На следующее утро, пока мы по еле заметной тропке поднимались в гору, на небе разгоралась чистая, прозрачная заря. Грот был скрыт скалами, солнце слепило глаза, и я не сразу увидела вход. Вдруг в глаза ударил алый цвет — он, как Клиос, заставлял подчиняться ему. И меня сразу же захлестнула волна счастья: я увижу его, вдохну его запах, почувствую своими руками его радость. Мне захотелось глубже погрузиться в этот алеющий призыв.
Алый цвет захватил меня. Я ощущала его на отполированных стенах, я ступала по нему, когда он сам становился огромными плитами. Алый цвет уходил во тьму и, смешиваясь с чернотой, не исчезал в ней: Клиос сумел заставить этот несгибаемый багрянец сиять тысячью цветов.
Внутри пещера была полукруглой, и купол ее, сужаясь, устремлялся вверх. Эта совершенная форма и игра красного, который струился вокруг меня, то темнея, то становясь поистине алым, переходил из одного оттенка в другой, заворожили меня. Глаза мои привыкли к этому таинственному свету, и тогда из тьмы выступила фреска.
Божество и чудище змей сплелись в один клубок: Пифона пронзали множество стрел, и одна из них все еще торчала в его змеином теле. Тем не менее он добрался до небесного лучника и вступил с ним в ближний бой. Конец схватки уже близился, потому что силы противников были на исходе. Серая шерсть, покрывавшая чудовище, не могла скрыть глубокие раны. Длинные седые пряди свисали с шеи и развевались на голове меж рогов. В этот-то момент, стараясь повалить Пифона и не дать ему ударить рогами, божество и схватило его за дикую голову.
Сам же божественный лучник с блиставшим в ореоле света оружием представал как бог восходящего солнца. Битва жестока, но победа божества очевидна. Чудище вместе с силами тьмы, уступая лучнику, упорно сопротивлялось, но, когда солнце затопит своим сиянием небо, силы тьмы уже не смогут защищать бывшие свои рубежи.
Как только я очутилась в этом огненном чреве, во тьме материнской утробы, меня охватило огромное напряжение. Все говорило о пылающей тропе, проложенной Клиосом и Нарсэсом, все — кроме фрески.
Мне нравилось божество восходящего солнца, его стрелы, его торжествующая мальчишеская гордость, но и чудище со своей седой гривой, тяжелой прародительской плотью и свидетельствами древности мне тоже нравилось. Оно воплощало темную глубину памяти и грубую правду истин, которых небесный лучник еще не знал и, может быть, никогда не узнает. Опасно и неправильно одерживать верх над этим чудищем и изгонять отсюда, полностью посвятив свету подземное царство Пифона. Клиос сделал превосходную фреску, но истина в ней холодна и чужда тем неизмеримым глубинам алого цвета, который потерял чистоту звучания, но по-прежнему будоражил мою душу.
Нарсэс взглянул на меня: он видел, в каком восторге я была, приближаясь к этой фреске, и нынешнее мое молчание поразило его. Нравится ли мне фреска, спросил он.
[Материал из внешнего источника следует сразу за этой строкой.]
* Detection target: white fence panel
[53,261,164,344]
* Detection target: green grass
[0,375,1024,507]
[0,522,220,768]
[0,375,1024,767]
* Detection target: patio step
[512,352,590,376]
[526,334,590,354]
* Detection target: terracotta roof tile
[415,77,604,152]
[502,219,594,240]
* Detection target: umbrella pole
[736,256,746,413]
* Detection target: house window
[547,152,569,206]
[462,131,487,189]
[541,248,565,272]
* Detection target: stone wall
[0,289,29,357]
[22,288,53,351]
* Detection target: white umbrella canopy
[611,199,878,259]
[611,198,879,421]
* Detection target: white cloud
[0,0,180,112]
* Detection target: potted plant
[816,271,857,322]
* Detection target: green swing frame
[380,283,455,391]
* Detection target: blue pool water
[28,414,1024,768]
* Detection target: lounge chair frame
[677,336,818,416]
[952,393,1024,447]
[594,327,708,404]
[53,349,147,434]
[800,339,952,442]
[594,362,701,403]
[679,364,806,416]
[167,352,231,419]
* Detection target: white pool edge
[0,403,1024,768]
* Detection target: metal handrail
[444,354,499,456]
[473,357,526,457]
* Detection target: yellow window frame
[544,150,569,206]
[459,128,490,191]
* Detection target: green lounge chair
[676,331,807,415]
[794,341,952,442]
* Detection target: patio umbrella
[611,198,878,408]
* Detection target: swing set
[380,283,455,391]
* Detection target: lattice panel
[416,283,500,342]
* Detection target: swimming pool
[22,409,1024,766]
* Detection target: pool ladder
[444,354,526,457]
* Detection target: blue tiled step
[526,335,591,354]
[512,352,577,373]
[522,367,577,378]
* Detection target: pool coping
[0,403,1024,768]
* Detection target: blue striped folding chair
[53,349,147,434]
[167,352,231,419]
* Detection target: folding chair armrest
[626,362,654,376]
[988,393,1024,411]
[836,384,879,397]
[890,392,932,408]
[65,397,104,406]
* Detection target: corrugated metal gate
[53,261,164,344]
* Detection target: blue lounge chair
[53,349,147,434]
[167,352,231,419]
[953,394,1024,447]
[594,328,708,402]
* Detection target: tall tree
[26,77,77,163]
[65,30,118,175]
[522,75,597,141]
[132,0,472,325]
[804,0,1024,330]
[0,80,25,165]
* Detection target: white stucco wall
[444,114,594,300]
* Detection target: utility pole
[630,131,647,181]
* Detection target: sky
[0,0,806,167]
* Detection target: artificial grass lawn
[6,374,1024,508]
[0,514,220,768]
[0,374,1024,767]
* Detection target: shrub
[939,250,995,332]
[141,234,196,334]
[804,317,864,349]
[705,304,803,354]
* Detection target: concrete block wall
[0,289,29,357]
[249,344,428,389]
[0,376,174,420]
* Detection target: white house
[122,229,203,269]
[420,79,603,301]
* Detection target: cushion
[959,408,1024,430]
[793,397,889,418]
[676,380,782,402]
Нелегко выразить, что я чувствую, тем более что мне очень нравится все, что делает Клиос, когда на него нисходит вдохновение танца или цветовое благородство. Мне надо остаться с фреской наедине, и — подольше.
Нарсэс, кажется, понял, что я хотела сказать, и вышел из пещеры.
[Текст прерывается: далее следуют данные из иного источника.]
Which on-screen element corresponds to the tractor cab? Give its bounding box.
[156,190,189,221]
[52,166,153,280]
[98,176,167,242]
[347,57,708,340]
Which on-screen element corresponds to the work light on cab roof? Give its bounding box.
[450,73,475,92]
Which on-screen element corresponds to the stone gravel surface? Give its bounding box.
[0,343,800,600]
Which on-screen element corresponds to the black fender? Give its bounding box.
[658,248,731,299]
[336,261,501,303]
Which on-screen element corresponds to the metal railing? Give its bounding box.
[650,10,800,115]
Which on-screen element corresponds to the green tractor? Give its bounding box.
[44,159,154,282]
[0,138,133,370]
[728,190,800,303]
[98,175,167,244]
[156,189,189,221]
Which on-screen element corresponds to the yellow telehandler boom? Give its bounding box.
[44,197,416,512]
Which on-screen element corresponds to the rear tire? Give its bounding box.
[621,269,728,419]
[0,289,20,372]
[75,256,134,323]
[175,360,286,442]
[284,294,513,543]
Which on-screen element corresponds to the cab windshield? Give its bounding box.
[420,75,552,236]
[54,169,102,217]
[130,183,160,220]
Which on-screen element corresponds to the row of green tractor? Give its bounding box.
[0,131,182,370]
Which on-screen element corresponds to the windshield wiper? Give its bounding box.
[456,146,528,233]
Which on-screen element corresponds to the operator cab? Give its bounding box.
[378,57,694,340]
Когда Клиос закончил роспись первой своей вазы, он, сияя от радости, принес ее Эдипу. Он водил пальцами Эдипа по контурам рисунка и рассказывал, какого цвета фигуры. «Красиво», — заключил тогда Эдип. Я была счастлива, Клиос — тоже. Но, поскольку Эдип ничего больше не сказал, Клиос изменился в лице и воскликнул: «И это все?» Эдип промолчал, и Клиос надолго погрузился в отчаяние, он переживал свою неудачу и перестал писать красками. Но, по мере того как силы снова возвращались к нему, живопись вновь стала обретать для него смысл, и он стал показывать Эдипу амфоры и чаши. Множество их было разбито, но если Эдип улыбался, не единожды ощупывая поверхность изделия, то Клиос сохранял вазу и радовался победе. «Так, — сказал он однажды, — ни разу не увидев, как я пишу красками, Эдип сделал из меня художника».